2023 yılından cepte kalanlar

Koca yıl bitti. Bugün yeni yılın ilk günü. Tahmin ediyorum, pek de yazı okumaya niyetiniz yok. Ama durun, 1 Ocak, 31 Aralık'ın ertesi, 2 Ocak'tan önceki gün sadece. Yani hayat devam ediyor.

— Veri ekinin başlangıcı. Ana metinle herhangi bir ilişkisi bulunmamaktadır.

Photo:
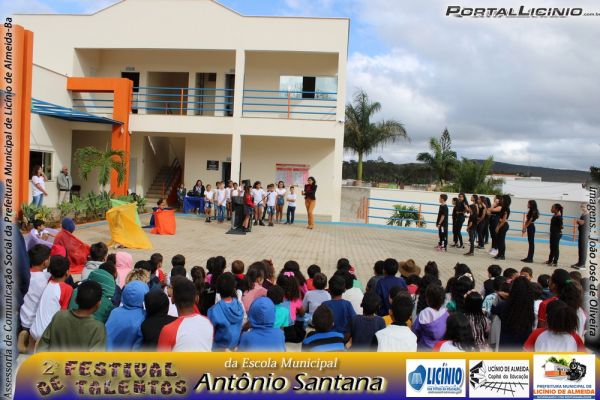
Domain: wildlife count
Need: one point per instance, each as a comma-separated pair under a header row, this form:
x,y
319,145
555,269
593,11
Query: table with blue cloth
x,y
191,202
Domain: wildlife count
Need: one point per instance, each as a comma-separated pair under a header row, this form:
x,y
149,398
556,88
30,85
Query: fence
x,y
381,211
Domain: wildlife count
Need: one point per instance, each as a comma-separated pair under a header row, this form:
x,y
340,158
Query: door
x,y
135,78
229,92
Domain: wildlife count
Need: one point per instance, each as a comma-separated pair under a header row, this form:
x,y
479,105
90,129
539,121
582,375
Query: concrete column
x,y
220,84
240,65
236,156
336,200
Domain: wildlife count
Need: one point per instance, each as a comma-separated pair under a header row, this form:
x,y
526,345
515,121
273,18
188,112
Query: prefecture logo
x,y
435,378
564,376
499,378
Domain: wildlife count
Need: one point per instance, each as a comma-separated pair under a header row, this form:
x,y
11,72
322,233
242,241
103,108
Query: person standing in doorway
x,y
310,189
532,215
582,237
64,182
38,183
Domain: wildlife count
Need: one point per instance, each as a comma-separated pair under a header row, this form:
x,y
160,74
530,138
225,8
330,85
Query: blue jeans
x,y
220,213
37,200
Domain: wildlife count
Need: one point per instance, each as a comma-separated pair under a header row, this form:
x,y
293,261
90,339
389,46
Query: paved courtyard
x,y
198,241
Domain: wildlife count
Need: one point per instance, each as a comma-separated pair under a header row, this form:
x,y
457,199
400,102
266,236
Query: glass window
x,y
42,158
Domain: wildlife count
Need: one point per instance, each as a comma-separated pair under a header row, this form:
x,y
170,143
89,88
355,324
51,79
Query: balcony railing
x,y
257,103
289,104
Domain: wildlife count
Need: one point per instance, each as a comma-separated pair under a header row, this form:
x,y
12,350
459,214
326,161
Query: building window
x,y
43,159
308,87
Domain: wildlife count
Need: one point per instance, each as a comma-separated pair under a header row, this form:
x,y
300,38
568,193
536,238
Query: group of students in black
x,y
486,220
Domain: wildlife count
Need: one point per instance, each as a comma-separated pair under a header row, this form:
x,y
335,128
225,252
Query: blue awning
x,y
53,110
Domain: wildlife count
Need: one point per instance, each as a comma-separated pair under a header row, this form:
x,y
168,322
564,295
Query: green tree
x,y
91,158
472,177
442,159
362,136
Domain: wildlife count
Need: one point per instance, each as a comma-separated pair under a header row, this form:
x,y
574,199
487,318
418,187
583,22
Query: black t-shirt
x,y
443,212
556,225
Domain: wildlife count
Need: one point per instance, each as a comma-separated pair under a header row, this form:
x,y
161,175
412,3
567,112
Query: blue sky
x,y
522,90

Hani yılsonunda geçen yıldan artanlar toplanır ya... Sizin için cebimde kalanları bir araya getirdim.

KAZA MI CİNAYET Mİ

İçimizde yaradır. Somali cumhurbaşkanının oğlu Muhammet Hasan Şeyh Mahmut, motosikletli kurye Yunus Emre Göçer'e çarpıp öldürdü. Sonra da yargı marifetiyle elini kolunu sallayarak kaçıp gitti. Pek de sorgulamadık. Diplomatik bir aracı neden cumhurbaşkanının oğlu kullanıyor Böyle "baba malı"na dönmüş kaç diplomatik araç var Neyse Afrika'da olsa sorardık, burası Türkiye!

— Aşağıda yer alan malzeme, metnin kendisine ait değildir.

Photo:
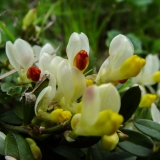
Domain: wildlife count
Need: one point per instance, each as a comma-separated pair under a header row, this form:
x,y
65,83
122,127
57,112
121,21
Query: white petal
x,y
36,51
2,141
152,66
44,62
73,47
52,83
12,55
104,71
155,113
26,55
79,83
84,42
43,99
120,49
90,105
47,48
54,65
109,98
66,82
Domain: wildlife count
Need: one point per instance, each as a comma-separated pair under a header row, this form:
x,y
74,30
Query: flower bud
x,y
33,73
122,136
29,18
109,142
35,149
68,136
81,60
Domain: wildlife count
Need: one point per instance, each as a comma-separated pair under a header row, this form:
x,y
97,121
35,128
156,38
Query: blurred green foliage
x,y
100,20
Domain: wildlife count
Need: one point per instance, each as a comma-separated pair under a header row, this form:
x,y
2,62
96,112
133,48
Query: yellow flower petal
x,y
109,142
59,116
156,76
132,66
147,100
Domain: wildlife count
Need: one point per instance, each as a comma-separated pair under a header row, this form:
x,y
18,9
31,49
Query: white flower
x,y
20,54
21,57
155,113
71,82
2,141
78,50
38,51
121,64
45,98
148,75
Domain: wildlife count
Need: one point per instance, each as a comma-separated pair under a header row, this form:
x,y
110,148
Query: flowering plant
x,y
55,107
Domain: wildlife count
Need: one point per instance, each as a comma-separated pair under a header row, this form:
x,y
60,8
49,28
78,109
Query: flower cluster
x,y
90,103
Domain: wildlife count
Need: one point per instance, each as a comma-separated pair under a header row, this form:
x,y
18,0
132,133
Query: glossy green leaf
x,y
121,156
82,142
11,118
97,152
6,86
149,128
17,147
4,98
67,152
129,102
137,144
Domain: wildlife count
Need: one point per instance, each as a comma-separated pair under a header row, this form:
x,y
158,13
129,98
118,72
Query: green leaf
x,y
98,153
4,98
67,152
17,147
6,86
129,102
82,142
121,156
137,144
149,128
11,118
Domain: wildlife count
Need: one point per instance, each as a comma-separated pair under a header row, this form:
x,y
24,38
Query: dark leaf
x,y
15,91
67,152
17,147
137,144
149,128
129,102
11,118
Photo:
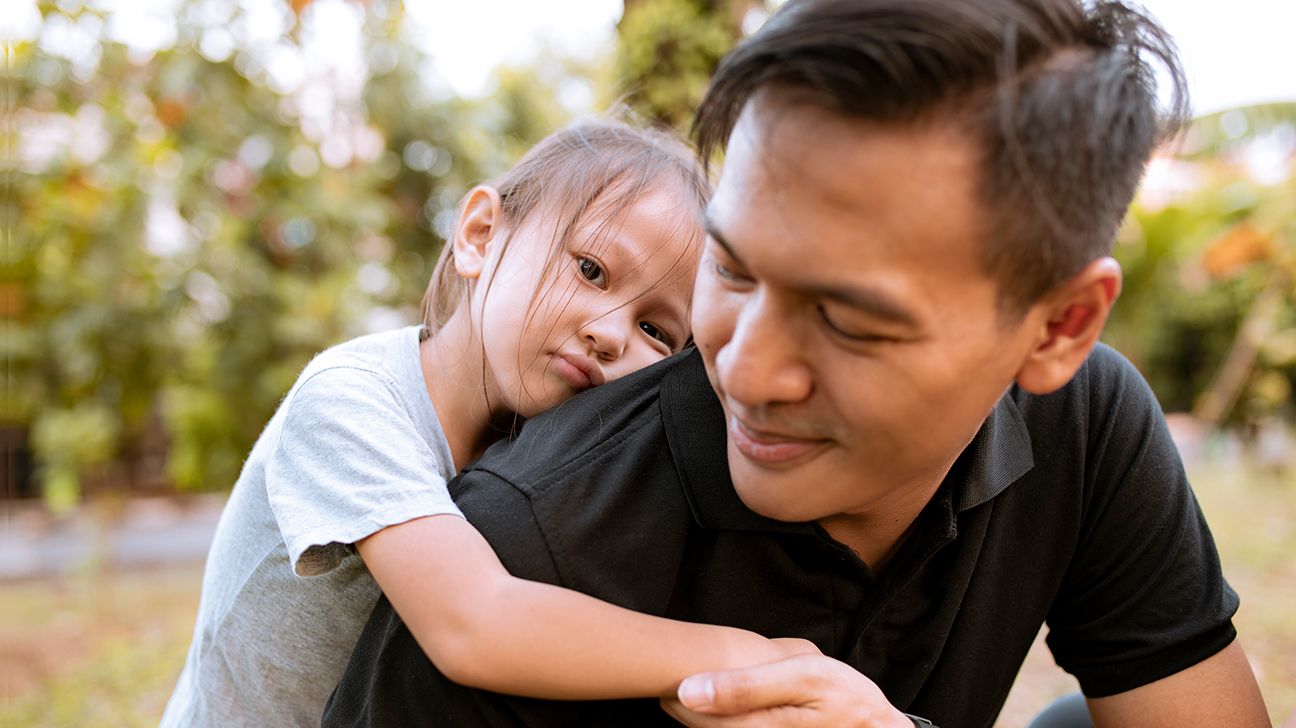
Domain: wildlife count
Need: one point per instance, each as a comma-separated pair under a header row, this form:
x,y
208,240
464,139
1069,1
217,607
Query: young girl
x,y
570,270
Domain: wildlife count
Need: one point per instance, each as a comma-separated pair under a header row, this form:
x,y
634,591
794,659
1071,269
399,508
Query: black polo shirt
x,y
1069,509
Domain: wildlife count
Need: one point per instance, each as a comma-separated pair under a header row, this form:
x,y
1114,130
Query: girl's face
x,y
614,299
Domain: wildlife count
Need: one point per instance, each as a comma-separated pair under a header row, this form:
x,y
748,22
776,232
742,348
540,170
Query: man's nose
x,y
763,360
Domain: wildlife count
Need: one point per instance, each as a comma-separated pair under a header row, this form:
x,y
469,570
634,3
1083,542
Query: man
x,y
897,437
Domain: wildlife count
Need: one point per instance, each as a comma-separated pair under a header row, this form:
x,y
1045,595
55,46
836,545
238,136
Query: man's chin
x,y
766,496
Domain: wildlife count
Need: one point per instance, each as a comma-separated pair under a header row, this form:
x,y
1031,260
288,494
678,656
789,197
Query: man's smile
x,y
771,448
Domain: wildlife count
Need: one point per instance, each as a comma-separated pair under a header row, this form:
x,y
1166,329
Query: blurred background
x,y
201,194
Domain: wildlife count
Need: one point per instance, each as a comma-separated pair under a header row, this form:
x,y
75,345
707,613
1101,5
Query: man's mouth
x,y
767,447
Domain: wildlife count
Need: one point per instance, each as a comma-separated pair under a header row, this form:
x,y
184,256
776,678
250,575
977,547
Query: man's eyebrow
x,y
719,240
868,301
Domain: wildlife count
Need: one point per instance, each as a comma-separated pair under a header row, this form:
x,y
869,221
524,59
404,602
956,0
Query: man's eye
x,y
726,272
856,336
591,271
652,330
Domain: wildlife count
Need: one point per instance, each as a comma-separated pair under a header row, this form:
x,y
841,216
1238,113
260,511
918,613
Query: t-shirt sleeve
x,y
350,461
1145,596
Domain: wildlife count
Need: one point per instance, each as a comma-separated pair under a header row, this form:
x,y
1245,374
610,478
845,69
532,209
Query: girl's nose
x,y
607,337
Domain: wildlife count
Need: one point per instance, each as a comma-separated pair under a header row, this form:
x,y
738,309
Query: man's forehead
x,y
786,148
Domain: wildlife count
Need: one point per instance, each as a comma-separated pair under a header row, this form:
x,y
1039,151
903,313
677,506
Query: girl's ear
x,y
1075,318
478,224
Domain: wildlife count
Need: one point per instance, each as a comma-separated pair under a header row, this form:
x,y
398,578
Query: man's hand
x,y
801,691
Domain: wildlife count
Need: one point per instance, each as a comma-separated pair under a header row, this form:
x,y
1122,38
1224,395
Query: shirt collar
x,y
694,420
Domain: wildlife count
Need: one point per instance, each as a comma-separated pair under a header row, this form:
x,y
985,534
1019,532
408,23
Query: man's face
x,y
843,312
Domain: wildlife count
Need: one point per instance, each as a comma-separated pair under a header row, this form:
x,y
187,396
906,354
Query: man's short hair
x,y
1059,96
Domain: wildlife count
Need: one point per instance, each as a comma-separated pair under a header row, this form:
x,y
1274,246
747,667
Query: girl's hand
x,y
795,645
808,691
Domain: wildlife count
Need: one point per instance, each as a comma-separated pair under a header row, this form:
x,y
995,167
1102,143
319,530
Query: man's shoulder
x,y
1106,390
568,500
583,432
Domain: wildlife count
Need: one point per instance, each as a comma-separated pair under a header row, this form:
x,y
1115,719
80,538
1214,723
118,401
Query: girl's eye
x,y
592,271
652,330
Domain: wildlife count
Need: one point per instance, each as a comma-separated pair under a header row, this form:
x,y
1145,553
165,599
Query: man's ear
x,y
478,224
1073,319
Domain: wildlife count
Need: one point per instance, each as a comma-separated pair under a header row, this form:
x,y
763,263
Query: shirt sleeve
x,y
349,463
1145,596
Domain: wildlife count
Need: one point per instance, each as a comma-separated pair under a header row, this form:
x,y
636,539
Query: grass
x,y
103,649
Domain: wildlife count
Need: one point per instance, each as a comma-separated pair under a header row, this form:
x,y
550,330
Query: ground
x,y
101,645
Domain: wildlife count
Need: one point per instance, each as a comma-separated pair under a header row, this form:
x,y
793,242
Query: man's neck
x,y
875,535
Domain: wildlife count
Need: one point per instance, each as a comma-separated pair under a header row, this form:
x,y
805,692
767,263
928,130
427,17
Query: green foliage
x,y
1200,262
189,233
668,52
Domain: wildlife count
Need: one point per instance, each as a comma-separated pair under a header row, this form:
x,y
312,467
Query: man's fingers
x,y
748,688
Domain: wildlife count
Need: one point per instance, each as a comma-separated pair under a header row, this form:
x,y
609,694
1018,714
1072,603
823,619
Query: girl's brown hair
x,y
596,161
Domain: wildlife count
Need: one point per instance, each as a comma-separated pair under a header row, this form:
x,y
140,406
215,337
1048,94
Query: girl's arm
x,y
486,628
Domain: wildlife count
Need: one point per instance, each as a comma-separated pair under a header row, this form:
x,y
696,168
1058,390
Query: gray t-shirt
x,y
354,447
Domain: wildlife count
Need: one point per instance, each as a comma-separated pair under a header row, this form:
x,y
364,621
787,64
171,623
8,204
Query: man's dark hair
x,y
1060,97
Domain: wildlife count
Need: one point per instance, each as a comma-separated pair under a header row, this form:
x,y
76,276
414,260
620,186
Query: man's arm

Asıl dikkat çeken ise Şeyh Mahmut'un görüntülerde adeta hedef alır gibi kuryeye çarpması. Biraz üstüne düşünce ilginç bir bilgiyle karşılaştım. Bu, Şeyh Mahmut'un ilk trafik hadisesi değildi. Daha önce, İstanbul Ataşehir'de, L.A. isimli bir kadınla tartışmış, ardından takip edip trafikte sıkıştırmıştı. L.A. yaşadıklarını dün gibi hatırlıyordu.

Keşke kurye Göçer ile Şeyh Mahmut arasında olay anından önce bir trafik tartışması olmuş mu bakılsa diye düşündüm.Kamera kayıtlarının geriye doğru taranmasıyla bu olay açıklığa kavuşabilirdi. Dosyayı bilenlerden öğrendim ki maalesef böyle bir araştırma yapılmamış. Olay bu açıdan sorgulanmamış. Böyle bir araştırma belki de kaza sandığımızın bir cinayet olduğunu açığa çıkarabilir.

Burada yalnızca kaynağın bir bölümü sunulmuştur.